Queda comprobando que ni siquiera la libertad es un valor que puede imponerse por la fuerza, algo que le tomó cinco años a George Bush entender. Al igual que nuestro propio presidente, peca Bush de un idealismo irresponsable – una estrategia fallida para ambos – y vemos cómo su ánimo de obligar valores en el Medio Oriente es un proyecto mal concebido, cuyas consecuencias hoy el mundo entero debe sufrir. Y es que el mundo ya no es el mismo que permitía imponer verdades mediante el ejercicio de la simple fuerza bruta.

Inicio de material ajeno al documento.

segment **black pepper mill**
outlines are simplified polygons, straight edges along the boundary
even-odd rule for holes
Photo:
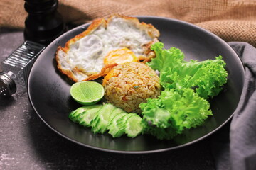
[[[28,13],[25,21],[25,40],[47,45],[66,31],[63,19],[57,11],[58,0],[25,1]]]

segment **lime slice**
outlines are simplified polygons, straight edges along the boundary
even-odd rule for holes
[[[70,94],[82,105],[93,105],[102,98],[104,88],[95,81],[80,81],[72,85]]]

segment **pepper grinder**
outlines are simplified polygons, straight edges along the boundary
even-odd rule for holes
[[[66,31],[58,0],[25,0],[24,39],[47,45]]]

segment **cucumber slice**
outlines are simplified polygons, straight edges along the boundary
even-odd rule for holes
[[[119,108],[116,108],[111,113],[109,118],[109,123],[107,125],[109,125],[112,123],[112,120],[118,114],[120,114],[122,113],[127,113],[124,110]]]
[[[94,106],[85,106],[82,107],[78,108],[75,110],[72,111],[69,115],[68,118],[73,122],[78,123],[80,119],[80,115],[81,113],[84,111],[86,111],[87,110],[94,108],[100,108],[101,107],[101,105],[94,105]]]
[[[142,133],[143,130],[143,125],[142,124],[142,118],[134,114],[126,122],[125,133],[128,137],[135,137]]]
[[[87,127],[90,126],[92,120],[97,115],[97,112],[100,110],[102,106],[101,106],[101,107],[91,108],[82,112],[78,120],[79,124]]]
[[[122,119],[127,115],[128,113],[121,113],[114,116],[110,121],[109,125],[107,126],[107,129],[109,130],[108,133],[110,134],[113,137],[119,137],[124,134],[120,131],[119,127],[118,127],[117,124],[119,119]]]
[[[92,120],[92,131],[94,133],[104,133],[107,130],[111,113],[115,107],[112,104],[105,104],[99,110],[97,115]]]

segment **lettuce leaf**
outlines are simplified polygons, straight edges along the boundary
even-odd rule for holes
[[[160,72],[164,90],[158,98],[148,98],[139,107],[144,133],[170,140],[185,129],[201,125],[212,115],[207,99],[222,90],[228,72],[220,55],[215,60],[186,62],[179,49],[163,48],[162,42],[152,45],[156,57],[146,64]]]
[[[222,56],[215,60],[197,62],[184,60],[183,53],[177,48],[163,49],[162,42],[154,43],[151,49],[156,57],[147,63],[160,72],[160,84],[165,89],[191,88],[201,97],[218,95],[227,82],[228,72]]]
[[[191,89],[166,89],[158,98],[141,103],[145,132],[171,139],[185,129],[202,125],[212,113],[209,103]]]

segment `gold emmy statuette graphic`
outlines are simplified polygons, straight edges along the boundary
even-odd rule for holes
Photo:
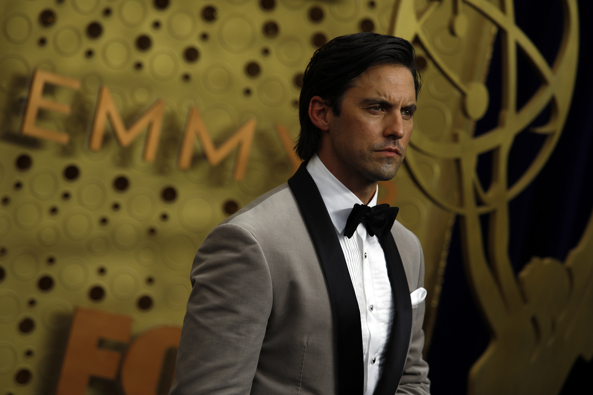
[[[452,120],[446,137],[435,138],[430,130],[417,128],[410,141],[414,149],[409,150],[406,163],[422,190],[461,221],[466,273],[492,332],[489,346],[470,371],[469,393],[556,394],[576,358],[590,359],[593,353],[589,330],[593,324],[593,217],[565,262],[534,257],[515,276],[508,253],[508,202],[535,177],[562,130],[577,64],[576,1],[562,2],[563,36],[551,67],[515,24],[512,1],[500,4],[484,0],[451,2],[448,20],[454,35],[467,37],[468,26],[482,20],[487,23],[483,29],[492,26],[492,31],[498,30],[502,36],[503,100],[498,125],[478,136],[472,135],[474,122],[484,114],[489,99],[484,76],[478,74],[482,70],[474,69],[472,75],[467,72],[468,68],[452,65],[440,53],[438,39],[426,33],[435,15],[442,17],[444,2],[430,2],[417,17],[410,18],[417,3],[399,2],[393,34],[417,43],[435,68],[460,92],[464,114]],[[480,49],[479,45],[474,47]],[[540,88],[518,110],[518,49],[541,79]],[[479,62],[474,64],[483,67]],[[530,130],[544,135],[545,142],[522,176],[508,188],[507,160],[513,140],[547,106],[551,109],[548,123]],[[492,182],[484,190],[476,169],[478,156],[489,151],[493,158]],[[458,195],[454,199],[435,188],[424,176],[421,165],[426,157],[454,163],[452,182]],[[487,256],[479,218],[485,214],[490,223]]]
[[[553,149],[575,82],[576,2],[554,1],[564,36],[551,67],[510,0],[0,1],[3,394],[167,393],[195,251],[293,174],[305,68],[329,40],[358,31],[412,41],[423,76],[407,166],[379,200],[400,207],[423,247],[425,349],[459,216],[492,334],[471,393],[557,393],[593,352],[593,225],[564,263],[534,259],[516,277],[506,253],[508,202]],[[497,34],[502,110],[474,136]],[[518,110],[517,49],[542,79]],[[532,130],[546,142],[508,189],[513,139],[546,106],[549,123]],[[476,164],[489,151],[483,190]]]

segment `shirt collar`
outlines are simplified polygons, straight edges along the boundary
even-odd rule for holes
[[[307,170],[317,185],[336,230],[342,234],[354,205],[364,203],[327,170],[317,154],[309,161]],[[377,190],[375,189],[368,203],[369,207],[377,205]]]

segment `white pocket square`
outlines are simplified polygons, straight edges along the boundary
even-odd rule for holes
[[[426,298],[426,290],[420,287],[410,294],[410,299],[412,300],[412,307],[416,307],[419,304],[424,301]]]

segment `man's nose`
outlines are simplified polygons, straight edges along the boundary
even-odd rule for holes
[[[394,112],[386,119],[387,125],[384,131],[384,135],[388,138],[398,140],[406,134],[404,129],[404,120],[400,112]]]

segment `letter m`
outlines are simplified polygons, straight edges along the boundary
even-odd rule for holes
[[[206,160],[211,166],[216,166],[222,162],[222,160],[238,145],[233,175],[237,181],[243,180],[247,170],[247,163],[249,161],[249,154],[255,133],[256,123],[255,119],[249,119],[235,132],[235,134],[217,148],[214,146],[199,112],[195,107],[192,107],[190,109],[189,119],[187,120],[187,126],[186,127],[183,136],[183,142],[181,144],[177,165],[181,169],[189,168],[193,154],[194,142],[197,135],[204,151],[204,155],[206,156]]]
[[[93,131],[88,143],[89,148],[91,151],[99,151],[101,149],[105,135],[105,122],[109,117],[116,138],[122,146],[129,145],[140,132],[148,126],[148,134],[142,158],[147,162],[153,161],[158,147],[158,137],[161,134],[164,106],[164,101],[157,101],[129,129],[127,129],[117,112],[109,90],[107,87],[101,87],[97,110],[95,112],[95,119],[93,122]]]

En esta nueva era de tecnología de la información, de una conciencia expandida e interdependencia, corremos el riesgo de sabotear el sistema y rendirlo ante el caos, a menos que entendamos que los procesos y metodologías utilizadas son iguales - o más importantes - que el mismísimo objetivo.
El ideal de la libertad y la democracia alimentaron la voluntad norteamericana durante la Guerra Fría, y la caída del muro de Berlín, la implosión del imperio soviético y del Pacto de Varsovia, llevó a su gobierno ha suponer que iguales resultados podrían ser logrados en Irak, si tan solo se perseveraba en la intención de hacer a su pueblo entender que ahora – sin la dictadura de Saddam – podrían crear las instituciones y el sistema político bajo el cual forjar la anhelada paz y prosperidad. Todo lo contrario ha resultado de la aplicación de una lógica lineal, que supone que los individuos regulan su conducta bajo matrices de utilidad racionales, o por lo menos según es definida dicha racionalidad por quienes pretenden aplicar un orden-a-su-medida.
En Bolivia es demasiado evidente la necesidad de enmendar el sistema, y de transformarlo de manera que sea más justo, inclusivo y equitativo. Son demasiadas las injusticias cometidas, y la arrogancia de la clase que gobernó el país durante toda su historia moderna parece no apaciguarse incluso ante la imperdible evidencia que el momento del cambio ha llegado, por fin. Pero es precisamente esta verdad, esta evidencia, este imperativo histórico el que resulta ser nuestro peor enemigo. Pocas cosas son tan peligrosas como un mandato divino, una causa mesiánica, un destino manifiesto que debe cumplirse incluso al precio de quemar las naves y obligarse así a conquistar súbditos en tierras ajenas, como dice el mito lo hizo en su momento Hernán Cortes.
En este año que termina fuimos testigos de la irracionalidad en una lógica de “consecuencias inevitables”. El gobierno entendía su mandato como consecuencia de fuerzas históricas irreversibles, y por ende perdió la voluntad de negociar con sus adversarios, debido que estos ya perdieron, irrefutablemente. Pero ni la imbatible maquinaria de guerra norteamericana logró doblegar en Irak la insensatez sectorial de un pueblo perdido entre los demonios que han forjado a golpe de fundamentalismos étnico-religiosos, ni las masas arengadas para que arremetan violentamente contra la resistencia civil logró doblegar la voluntad social que se respeten las reglas de juego que fueron aquí convenidas. Las dos lógicas y realidades pueden ser muy diferentes, pero la imposición es imposición igual.
Navegamos – por un lado - en la abstracción de lo que puede suceder si un partido se confiere a sí mismo poderes divinos para plasmar su ideología en la nueva constitución. Por el otro, hay temor en el poder implícito de veto que representa el que una minoría pueda oponerse al cambio. Ambas partes tienen razones válidas para temer el poder del otro. Ahora la concertación parece vencer el ánimo de confrontación, y parece que se van a respetar los debidos procesos, y que el gobierno no se dejará cegar por sus objetivos, por muy justos que sean. El bastón de mando siempre otorgó poderes especiales para ignorar la complejidad en múltiples realidades. La sociedad ahora espera que los cambios incluyan una transformación de esa mentalidad. El preacuerdo sobre los dos tercios ofrece esperanza que por fin saldremos del impasse político, y que Bolivia podrá aprovechar un contexto inmejorable para consolidar su estabilidad política y avanzar su anhelada prosperidad.